Desde 2020, oposição pede ajuda estrangeira contra excessos do STF
A escolha de levar ao exterior os acontecimentos domésticos não é nova. Desde 2020, a oposição apela a instâncias internacionais contra os excessos do Supremo Tribunal Federal (STF). Em fevereiro daquele ano, o Instituto Nacional de Advocacia (Inad) levou à Comissão Interamericana de Direitos Humanos (CIDH), da Organização dos Estados Americanos (OEA), uma denúncia contra o ministro Dias Toffoli, que, por decisão judicial, havia obtido acesso a dados sigilosos de cerca de 600 mil pessoas.
Em 2021, o jornalista Allan dos Santos, do Terça Livre, levou ao mesmo órgão uma denúncia contra Alexandre de Moraes, após sofrer diversos tipos de censura e sanções por causa dos inquéritos do Supremo.

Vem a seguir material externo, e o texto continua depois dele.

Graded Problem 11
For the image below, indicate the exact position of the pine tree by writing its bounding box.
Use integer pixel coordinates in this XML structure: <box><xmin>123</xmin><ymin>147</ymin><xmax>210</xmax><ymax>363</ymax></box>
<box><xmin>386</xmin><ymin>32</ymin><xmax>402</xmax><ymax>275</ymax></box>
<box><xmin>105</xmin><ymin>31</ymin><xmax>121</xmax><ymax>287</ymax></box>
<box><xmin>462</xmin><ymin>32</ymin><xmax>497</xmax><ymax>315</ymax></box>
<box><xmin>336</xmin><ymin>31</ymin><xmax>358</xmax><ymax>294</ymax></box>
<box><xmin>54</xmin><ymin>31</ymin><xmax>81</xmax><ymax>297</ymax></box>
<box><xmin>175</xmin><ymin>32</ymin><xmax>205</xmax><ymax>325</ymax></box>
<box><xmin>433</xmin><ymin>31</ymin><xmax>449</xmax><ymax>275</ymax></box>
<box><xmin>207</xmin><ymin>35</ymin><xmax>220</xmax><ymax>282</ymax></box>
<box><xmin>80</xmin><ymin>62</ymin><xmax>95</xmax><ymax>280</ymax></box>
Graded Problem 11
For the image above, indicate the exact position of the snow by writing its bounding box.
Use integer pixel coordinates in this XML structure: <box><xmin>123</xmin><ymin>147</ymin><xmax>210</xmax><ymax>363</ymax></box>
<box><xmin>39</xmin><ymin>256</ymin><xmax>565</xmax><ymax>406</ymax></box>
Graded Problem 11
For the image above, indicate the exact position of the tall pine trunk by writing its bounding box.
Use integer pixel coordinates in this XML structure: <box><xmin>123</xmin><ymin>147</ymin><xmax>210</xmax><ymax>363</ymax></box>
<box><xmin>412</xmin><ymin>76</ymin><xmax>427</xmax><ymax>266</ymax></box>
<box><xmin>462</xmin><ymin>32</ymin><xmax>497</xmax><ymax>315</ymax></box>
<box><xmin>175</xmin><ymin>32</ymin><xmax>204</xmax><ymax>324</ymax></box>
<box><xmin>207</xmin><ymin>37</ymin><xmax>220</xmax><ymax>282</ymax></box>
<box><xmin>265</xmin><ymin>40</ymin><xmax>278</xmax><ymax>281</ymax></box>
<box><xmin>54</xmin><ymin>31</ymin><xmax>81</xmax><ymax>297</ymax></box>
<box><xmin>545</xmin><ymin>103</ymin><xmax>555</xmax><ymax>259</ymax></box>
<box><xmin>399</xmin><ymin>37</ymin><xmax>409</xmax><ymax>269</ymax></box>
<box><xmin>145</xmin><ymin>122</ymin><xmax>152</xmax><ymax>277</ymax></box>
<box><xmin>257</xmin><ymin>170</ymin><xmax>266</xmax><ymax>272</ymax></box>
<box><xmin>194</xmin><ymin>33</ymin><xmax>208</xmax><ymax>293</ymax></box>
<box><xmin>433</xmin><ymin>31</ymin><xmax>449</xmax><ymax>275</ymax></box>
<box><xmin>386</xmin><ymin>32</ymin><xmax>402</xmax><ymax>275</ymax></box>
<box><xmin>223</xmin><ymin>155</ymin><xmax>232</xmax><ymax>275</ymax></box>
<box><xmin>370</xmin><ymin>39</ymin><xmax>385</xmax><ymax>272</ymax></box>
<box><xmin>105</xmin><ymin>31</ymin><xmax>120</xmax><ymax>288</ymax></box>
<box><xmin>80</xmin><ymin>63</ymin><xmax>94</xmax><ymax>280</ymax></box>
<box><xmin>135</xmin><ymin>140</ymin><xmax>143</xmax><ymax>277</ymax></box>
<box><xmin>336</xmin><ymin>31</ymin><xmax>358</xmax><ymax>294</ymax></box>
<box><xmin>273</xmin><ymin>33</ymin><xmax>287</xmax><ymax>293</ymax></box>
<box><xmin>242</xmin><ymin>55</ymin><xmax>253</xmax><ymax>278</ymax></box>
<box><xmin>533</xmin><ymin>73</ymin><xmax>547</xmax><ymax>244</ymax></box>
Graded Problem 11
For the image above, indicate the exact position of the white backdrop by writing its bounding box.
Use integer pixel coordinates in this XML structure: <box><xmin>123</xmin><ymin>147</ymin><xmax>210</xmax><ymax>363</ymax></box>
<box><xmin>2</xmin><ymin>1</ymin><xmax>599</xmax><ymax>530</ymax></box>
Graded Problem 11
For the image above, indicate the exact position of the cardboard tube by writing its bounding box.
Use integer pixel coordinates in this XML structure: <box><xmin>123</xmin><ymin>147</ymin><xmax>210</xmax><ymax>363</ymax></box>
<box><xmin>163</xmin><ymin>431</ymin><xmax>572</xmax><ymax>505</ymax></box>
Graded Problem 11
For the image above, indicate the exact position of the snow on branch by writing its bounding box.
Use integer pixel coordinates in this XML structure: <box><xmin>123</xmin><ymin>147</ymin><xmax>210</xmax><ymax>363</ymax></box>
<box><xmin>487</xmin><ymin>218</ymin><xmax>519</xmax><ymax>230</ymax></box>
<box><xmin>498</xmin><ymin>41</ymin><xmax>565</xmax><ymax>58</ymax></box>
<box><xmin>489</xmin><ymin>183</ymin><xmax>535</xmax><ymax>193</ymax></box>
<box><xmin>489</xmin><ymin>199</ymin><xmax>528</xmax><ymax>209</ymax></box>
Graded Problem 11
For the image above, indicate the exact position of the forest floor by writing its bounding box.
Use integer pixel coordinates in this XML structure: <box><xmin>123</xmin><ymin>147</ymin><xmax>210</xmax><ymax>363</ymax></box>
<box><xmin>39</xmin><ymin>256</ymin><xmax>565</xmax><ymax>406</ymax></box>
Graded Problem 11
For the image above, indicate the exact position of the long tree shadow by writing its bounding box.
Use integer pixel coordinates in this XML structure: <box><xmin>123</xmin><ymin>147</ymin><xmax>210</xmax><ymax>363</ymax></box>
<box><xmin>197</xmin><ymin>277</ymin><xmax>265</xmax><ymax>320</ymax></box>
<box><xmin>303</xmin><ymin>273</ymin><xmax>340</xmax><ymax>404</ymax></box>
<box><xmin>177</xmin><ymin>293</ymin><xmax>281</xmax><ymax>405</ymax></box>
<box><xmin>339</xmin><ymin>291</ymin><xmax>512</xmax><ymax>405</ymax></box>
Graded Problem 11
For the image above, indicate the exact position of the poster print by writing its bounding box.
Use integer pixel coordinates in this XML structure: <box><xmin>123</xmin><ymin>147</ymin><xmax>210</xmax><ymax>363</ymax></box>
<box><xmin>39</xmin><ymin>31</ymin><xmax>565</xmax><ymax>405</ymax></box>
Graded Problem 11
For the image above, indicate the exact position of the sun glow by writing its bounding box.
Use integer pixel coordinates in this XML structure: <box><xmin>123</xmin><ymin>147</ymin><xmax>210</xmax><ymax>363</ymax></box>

Já em 2022, a deputada Carla Zambelli (PL-SP), que foi censurada pelo Tribunal Superior Eleitoral (TSE), levou seu próprio caso à OEA.
No mesmo ano, após advogados denunciarem uma série de abusos do STF, a CIDH chegou a pedir informações sobre o inquérito das fake news ao Supremo.

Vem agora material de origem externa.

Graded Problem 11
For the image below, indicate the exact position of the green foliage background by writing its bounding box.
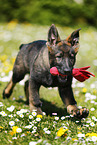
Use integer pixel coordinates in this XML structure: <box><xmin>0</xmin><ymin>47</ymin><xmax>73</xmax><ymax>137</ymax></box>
<box><xmin>0</xmin><ymin>0</ymin><xmax>97</xmax><ymax>27</ymax></box>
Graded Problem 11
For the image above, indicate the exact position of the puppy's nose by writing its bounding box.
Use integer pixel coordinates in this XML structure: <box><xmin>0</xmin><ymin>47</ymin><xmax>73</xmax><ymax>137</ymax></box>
<box><xmin>64</xmin><ymin>69</ymin><xmax>72</xmax><ymax>75</ymax></box>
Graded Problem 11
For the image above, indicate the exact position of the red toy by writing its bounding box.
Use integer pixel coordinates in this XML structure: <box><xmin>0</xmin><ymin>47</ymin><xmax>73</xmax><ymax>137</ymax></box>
<box><xmin>50</xmin><ymin>66</ymin><xmax>95</xmax><ymax>82</ymax></box>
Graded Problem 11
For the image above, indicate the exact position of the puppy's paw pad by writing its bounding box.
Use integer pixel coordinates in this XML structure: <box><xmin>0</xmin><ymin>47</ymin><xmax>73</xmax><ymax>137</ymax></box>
<box><xmin>73</xmin><ymin>108</ymin><xmax>89</xmax><ymax>119</ymax></box>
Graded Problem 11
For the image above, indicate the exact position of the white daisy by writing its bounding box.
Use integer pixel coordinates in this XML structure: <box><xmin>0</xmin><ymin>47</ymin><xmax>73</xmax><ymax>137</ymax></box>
<box><xmin>45</xmin><ymin>130</ymin><xmax>51</xmax><ymax>134</ymax></box>
<box><xmin>12</xmin><ymin>137</ymin><xmax>17</xmax><ymax>140</ymax></box>
<box><xmin>0</xmin><ymin>102</ymin><xmax>3</xmax><ymax>107</ymax></box>
<box><xmin>29</xmin><ymin>115</ymin><xmax>33</xmax><ymax>119</ymax></box>
<box><xmin>36</xmin><ymin>118</ymin><xmax>41</xmax><ymax>122</ymax></box>
<box><xmin>90</xmin><ymin>108</ymin><xmax>95</xmax><ymax>111</ymax></box>
<box><xmin>15</xmin><ymin>118</ymin><xmax>19</xmax><ymax>122</ymax></box>
<box><xmin>7</xmin><ymin>105</ymin><xmax>15</xmax><ymax>112</ymax></box>
<box><xmin>32</xmin><ymin>111</ymin><xmax>37</xmax><ymax>116</ymax></box>
<box><xmin>25</xmin><ymin>125</ymin><xmax>32</xmax><ymax>129</ymax></box>
<box><xmin>61</xmin><ymin>116</ymin><xmax>65</xmax><ymax>120</ymax></box>
<box><xmin>77</xmin><ymin>133</ymin><xmax>85</xmax><ymax>138</ymax></box>
<box><xmin>20</xmin><ymin>109</ymin><xmax>28</xmax><ymax>113</ymax></box>
<box><xmin>91</xmin><ymin>136</ymin><xmax>97</xmax><ymax>142</ymax></box>
<box><xmin>0</xmin><ymin>111</ymin><xmax>7</xmax><ymax>116</ymax></box>
<box><xmin>90</xmin><ymin>122</ymin><xmax>95</xmax><ymax>127</ymax></box>
<box><xmin>19</xmin><ymin>114</ymin><xmax>24</xmax><ymax>118</ymax></box>
<box><xmin>54</xmin><ymin>117</ymin><xmax>59</xmax><ymax>120</ymax></box>
<box><xmin>8</xmin><ymin>114</ymin><xmax>13</xmax><ymax>118</ymax></box>
<box><xmin>9</xmin><ymin>121</ymin><xmax>15</xmax><ymax>126</ymax></box>
<box><xmin>16</xmin><ymin>128</ymin><xmax>22</xmax><ymax>133</ymax></box>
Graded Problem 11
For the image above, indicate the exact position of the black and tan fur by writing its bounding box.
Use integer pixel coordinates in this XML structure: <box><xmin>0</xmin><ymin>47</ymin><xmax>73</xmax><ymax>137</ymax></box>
<box><xmin>3</xmin><ymin>24</ymin><xmax>89</xmax><ymax>118</ymax></box>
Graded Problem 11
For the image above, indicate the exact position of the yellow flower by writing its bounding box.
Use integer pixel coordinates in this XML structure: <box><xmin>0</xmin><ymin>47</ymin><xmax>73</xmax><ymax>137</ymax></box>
<box><xmin>7</xmin><ymin>19</ymin><xmax>18</xmax><ymax>30</ymax></box>
<box><xmin>82</xmin><ymin>88</ymin><xmax>87</xmax><ymax>93</ymax></box>
<box><xmin>12</xmin><ymin>126</ymin><xmax>19</xmax><ymax>134</ymax></box>
<box><xmin>72</xmin><ymin>138</ymin><xmax>78</xmax><ymax>141</ymax></box>
<box><xmin>36</xmin><ymin>114</ymin><xmax>43</xmax><ymax>118</ymax></box>
<box><xmin>85</xmin><ymin>132</ymin><xmax>97</xmax><ymax>137</ymax></box>
<box><xmin>93</xmin><ymin>90</ymin><xmax>96</xmax><ymax>94</ymax></box>
<box><xmin>57</xmin><ymin>127</ymin><xmax>68</xmax><ymax>137</ymax></box>
<box><xmin>11</xmin><ymin>57</ymin><xmax>16</xmax><ymax>64</ymax></box>
<box><xmin>0</xmin><ymin>55</ymin><xmax>7</xmax><ymax>62</ymax></box>
<box><xmin>0</xmin><ymin>126</ymin><xmax>3</xmax><ymax>129</ymax></box>
<box><xmin>77</xmin><ymin>127</ymin><xmax>81</xmax><ymax>130</ymax></box>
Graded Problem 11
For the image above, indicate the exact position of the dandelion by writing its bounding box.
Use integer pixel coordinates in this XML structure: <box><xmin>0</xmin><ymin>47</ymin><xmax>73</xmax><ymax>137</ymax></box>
<box><xmin>32</xmin><ymin>111</ymin><xmax>37</xmax><ymax>116</ymax></box>
<box><xmin>82</xmin><ymin>88</ymin><xmax>87</xmax><ymax>93</ymax></box>
<box><xmin>0</xmin><ymin>126</ymin><xmax>3</xmax><ymax>129</ymax></box>
<box><xmin>12</xmin><ymin>126</ymin><xmax>18</xmax><ymax>134</ymax></box>
<box><xmin>16</xmin><ymin>128</ymin><xmax>22</xmax><ymax>133</ymax></box>
<box><xmin>36</xmin><ymin>114</ymin><xmax>42</xmax><ymax>118</ymax></box>
<box><xmin>9</xmin><ymin>121</ymin><xmax>15</xmax><ymax>126</ymax></box>
<box><xmin>72</xmin><ymin>138</ymin><xmax>78</xmax><ymax>141</ymax></box>
<box><xmin>57</xmin><ymin>127</ymin><xmax>68</xmax><ymax>137</ymax></box>
<box><xmin>86</xmin><ymin>132</ymin><xmax>97</xmax><ymax>137</ymax></box>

No ano passado, uma comitiva de parlamentares - formada pelos senadores Eduardo Girão (Novo-CE), Magno Malta (PL-ES) e Carlos Portinho (PL-RJ), além do deputado Marcel Van Hattem (Novo-RS) - encaminhou à Organização das Nações Unidas (ONU) um dossiê sobre a situação dos presos de 8 de janeiro de 2023. A iniciativa ocorreu após familiares e advogados dos detidos relatarem uma série de denúncias de abusos e ilegalidades nas penitenciárias da Papuda (masculina) e Colmeia (feminina), em Brasília.
Para Marcelo Suano, cientista político e diretor de projetos do Centro de Estratégia, Inteligência e Relações Internacionais, a vitória de Donald Trump não representa apenas um triunfo pessoal, mas uma afirmação dos valores que a direita defende globalmente.
“É a vitória daquele conjunto de valores que são defendidos pela direita, não só nos Estados Unidos, como pela direita brasileira”, comenta Suano, que vê na recente articulação internacional da direita um esforço em resposta à organização da esquerda.
Ele também afirmou que a direita brasileira passou a enxergar a necessidade de cooperação internacional para se contrapor ao avanço da esquerda, que historicamente adota uma pauta comum independente das questões nacionais.
“A esquerda faz isso de uma forma muito profissional. Eles têm a pauta da luta de classe e do processo revolucionário, o que torna mais fácil a unidade”, explicou. Já a direita, segundo ele, historicamente se apresentava de forma individualizada, o que a tornava mais vulnerável.